Following various other roles, including at a start-up and in consultancy, Eduardo is now Head of Security Analytics at ING, where his taste for innovation – combined with his knowledge of data, mathematics, modelling and research methods – found fertile ground. “Additionally, ING’s forerunner role in applying analytics in cyber security was – and still is – very appealing to me,” states Eduardo.

Phenomenal team

“Artificial intelligence, applied statistics, and advanced data analytics are all used to detect and prevent cyber security attacks. I find it immensely interesting to work with all these advanced tools to contribute to keeping the bank safe for customers and society. My phenomenal team and our colleagues in different tech hubs in Europe make my work even more enjoyable.”

Improved anomaly detection method

A great team was also set up around the research case Eduardo spoke about at the Black Hat Europe conference. He collaborated with an MSc student and two researchers from TU Delft to develop VoBERT, an improvement on BERT (Bidirectional Encoder Representations from Transformers) models. VoBERT is an anomaly detection method like BERT, with the additional ability to better recognise “not-identical” but “similar” logs. Therefore, it can accurately classify unstable logs that traditional BERT-like models would deem out-of-vocabulary.

Find the ‘weird’ among the normal

Eduardo clarifies: “A very good way to do security detection is to look at anomalies. You want to find the ‘weird’ among the normal stuff. We found a smart way to do so and broke the typical rigid approach to detection that assumes ‘every anomaly is bad’. Whereas BERTs would indicate, ‘We expect X here, but we see Y; it deviates, so therefore, it’s bad’, VoBERT knows that, albeit different, X and Y mean the same thing. VoBERT understands that ‘different doesn’t necessarily mean malicious.’ That refreshing approach is quite unique in our field.”

Industry meets academia

Eduardo really enjoyed sharing the team’s findings at Black Hat Europe. “In cyber security, one of the most important things is to share best practices. We are all in this together and share the same goal: keeping society safe and secure. So, I hope the attendees will benefit from the knowledge and insights we got from our case and that they will see how valuable it is when industry and academia work closely together. Research brings thorough methods, and industry provides real-world data. It’s the meeting of two great worlds.”

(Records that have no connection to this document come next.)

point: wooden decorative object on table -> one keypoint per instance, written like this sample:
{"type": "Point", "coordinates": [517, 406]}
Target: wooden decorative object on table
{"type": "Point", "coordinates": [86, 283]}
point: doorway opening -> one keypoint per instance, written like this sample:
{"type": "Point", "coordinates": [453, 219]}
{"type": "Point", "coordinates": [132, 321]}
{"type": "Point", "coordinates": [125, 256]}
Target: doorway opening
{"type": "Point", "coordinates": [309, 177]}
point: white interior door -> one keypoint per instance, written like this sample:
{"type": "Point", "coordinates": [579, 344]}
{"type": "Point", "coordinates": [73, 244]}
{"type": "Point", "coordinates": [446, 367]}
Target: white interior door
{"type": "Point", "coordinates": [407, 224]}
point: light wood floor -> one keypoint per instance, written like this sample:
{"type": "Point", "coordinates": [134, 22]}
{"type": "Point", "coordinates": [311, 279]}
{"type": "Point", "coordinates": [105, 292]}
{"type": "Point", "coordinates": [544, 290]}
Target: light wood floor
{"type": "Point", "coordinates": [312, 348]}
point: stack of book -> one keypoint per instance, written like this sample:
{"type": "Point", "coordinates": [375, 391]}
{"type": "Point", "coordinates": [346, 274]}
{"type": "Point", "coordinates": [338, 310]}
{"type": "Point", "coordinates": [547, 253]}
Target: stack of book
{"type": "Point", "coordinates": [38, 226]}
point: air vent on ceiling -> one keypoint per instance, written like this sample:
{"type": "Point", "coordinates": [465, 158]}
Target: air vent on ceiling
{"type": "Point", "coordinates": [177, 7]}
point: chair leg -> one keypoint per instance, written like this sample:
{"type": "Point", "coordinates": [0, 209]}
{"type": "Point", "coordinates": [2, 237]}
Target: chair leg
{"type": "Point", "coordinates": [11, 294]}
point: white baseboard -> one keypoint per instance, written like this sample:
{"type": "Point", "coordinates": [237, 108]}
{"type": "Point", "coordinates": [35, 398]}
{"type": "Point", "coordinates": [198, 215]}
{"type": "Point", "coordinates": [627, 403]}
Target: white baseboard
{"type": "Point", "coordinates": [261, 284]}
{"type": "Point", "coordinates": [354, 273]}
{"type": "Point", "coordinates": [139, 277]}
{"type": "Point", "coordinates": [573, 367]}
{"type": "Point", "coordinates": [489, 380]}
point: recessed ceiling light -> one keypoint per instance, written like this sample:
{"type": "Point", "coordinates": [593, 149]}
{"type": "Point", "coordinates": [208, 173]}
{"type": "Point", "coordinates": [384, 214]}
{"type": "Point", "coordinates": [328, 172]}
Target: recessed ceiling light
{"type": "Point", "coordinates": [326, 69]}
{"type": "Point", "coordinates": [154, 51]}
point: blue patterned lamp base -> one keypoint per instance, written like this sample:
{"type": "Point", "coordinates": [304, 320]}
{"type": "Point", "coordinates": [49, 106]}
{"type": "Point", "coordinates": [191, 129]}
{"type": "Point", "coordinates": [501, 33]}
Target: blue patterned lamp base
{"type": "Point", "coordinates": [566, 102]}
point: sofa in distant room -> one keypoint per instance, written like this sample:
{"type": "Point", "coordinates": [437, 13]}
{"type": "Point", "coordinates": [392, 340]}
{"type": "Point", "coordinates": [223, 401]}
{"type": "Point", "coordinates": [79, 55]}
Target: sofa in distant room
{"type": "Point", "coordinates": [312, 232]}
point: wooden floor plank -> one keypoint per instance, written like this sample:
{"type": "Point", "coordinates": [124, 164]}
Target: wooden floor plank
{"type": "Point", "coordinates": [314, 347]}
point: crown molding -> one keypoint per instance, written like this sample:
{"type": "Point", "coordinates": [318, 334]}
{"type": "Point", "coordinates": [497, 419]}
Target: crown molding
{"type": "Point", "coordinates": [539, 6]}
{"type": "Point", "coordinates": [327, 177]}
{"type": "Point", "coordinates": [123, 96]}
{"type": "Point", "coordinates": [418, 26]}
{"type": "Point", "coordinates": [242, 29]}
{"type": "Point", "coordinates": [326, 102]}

Learn more about Black Hat Europe
Learn more about his talk.

About Eduardo

Brazilian-born Dutch Eduardo studied Atmospheric Physics in his homeland and then moved to the Netherlands to pursue his PhD at Wageningen University and Research. He joined ING in June 2021. Eduardo loves music and has a broad taste, albeit firmly anchored in the 1950s, 60s and 70s. He also plays the piano and guitar. He lives with his Scottish fiancée and their labradoodle.